La décision de la Commission

(a) L'appartenance au parti Ishtiraki du Yémen

[15]            Le demandeur soutient que ses deux cartes de membre (l'une de jeune membre et l'autre de membre adulte) étaient disponibles à l'audience. Un examen du dossier du tribunal révèle cependant que la seule pièce d'identité dont disposait le tribunal semble être le passeport de M. Al-Shaibie. Ce dernier a déposé ses cartes de membre auprès de la Cour après l'audience, mais il semble, à la lumière de la preuve dont je dispose, que le tribunal ne disposait pas de ces cartes.

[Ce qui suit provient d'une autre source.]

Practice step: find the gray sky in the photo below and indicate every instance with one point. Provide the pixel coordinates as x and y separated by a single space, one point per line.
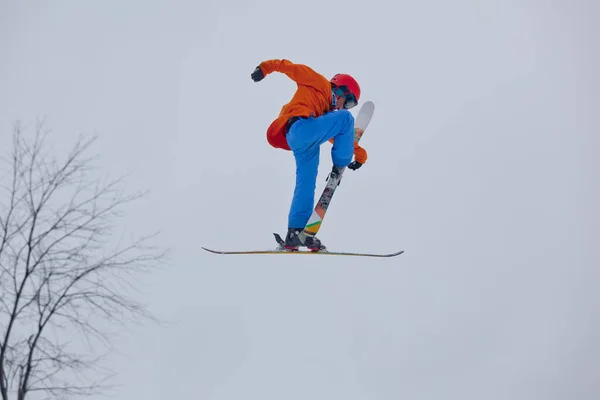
482 167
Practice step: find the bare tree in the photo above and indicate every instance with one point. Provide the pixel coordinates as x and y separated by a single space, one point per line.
63 274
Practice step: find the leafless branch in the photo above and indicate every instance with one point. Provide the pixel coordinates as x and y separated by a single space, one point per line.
61 271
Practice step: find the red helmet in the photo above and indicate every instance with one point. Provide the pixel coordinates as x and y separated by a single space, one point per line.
348 81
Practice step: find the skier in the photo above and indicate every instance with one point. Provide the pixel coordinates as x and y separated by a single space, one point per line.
317 113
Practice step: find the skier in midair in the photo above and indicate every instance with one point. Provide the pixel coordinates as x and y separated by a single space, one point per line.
317 113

[16]            Aussi, la conclusion du tribunal selon laquelle aucun document n'a été produit pour confirmer l'appartenance du demandeur est raisonnable. Le tribunal signale cependant que l'avocate du demandeur a indiqué qu'elle s'attendait à recevoir un document confirmant l'appartenance de M. Al-Shaibie au parti Ishtiraki. Malgré cela, il conclut que le demandeur n'avait probablement pas été un membre du parti, observant que « le demandeur d'asile vit au pays depuis 2001 et qu'il a donc eu amplement de temps pour présenter cet élément de preuve documentaire » (à la p. 3). Le tribunal préjuge ainsi d'une preuve dont il ne dispose pas. Or, avant de conclure que M. Al-Shaibie n'avait pas été un membre du parti Ishtiraki du Yémen, le tribunal aurait dû attendre que le document en question soit reçu et lui soit présenté. Il aurait pu imposer un délai strict au demandeur pour déposer ce document grâce auquel il aurait été mieux en mesure de faire des observations sur la question de l'appartenance.

[17]            Cette erreur n'est cependant pas suffisante en soi pour vicier l'ensemble de la décision. Le tribunal ne croyait pas non plus que M. Al-Shaibie avait été membre du parti Ishtiraki du Yémen parce qu'il ne semblait pas bien comprendre la philosophie de ce parti ou, à tout le moins, n'avait pas pu l'expliquer à sa satisfaction. C'est ce que confirme un examen de la transcription de l'audience. Ainsi, de l'avis du tribunal, même si M. Al-Shaibie avait été un membre du parti - ce qu'il ne croyait pas - sa participation n'avait pas été suffisante pour attirer l'attention du gouvernement yéménite. En conséquence, les conclusions du tribunal concernant l'appartenance du demandeur au parti Ishtiraki du Yémen sont raisonnables dans l'ensemble.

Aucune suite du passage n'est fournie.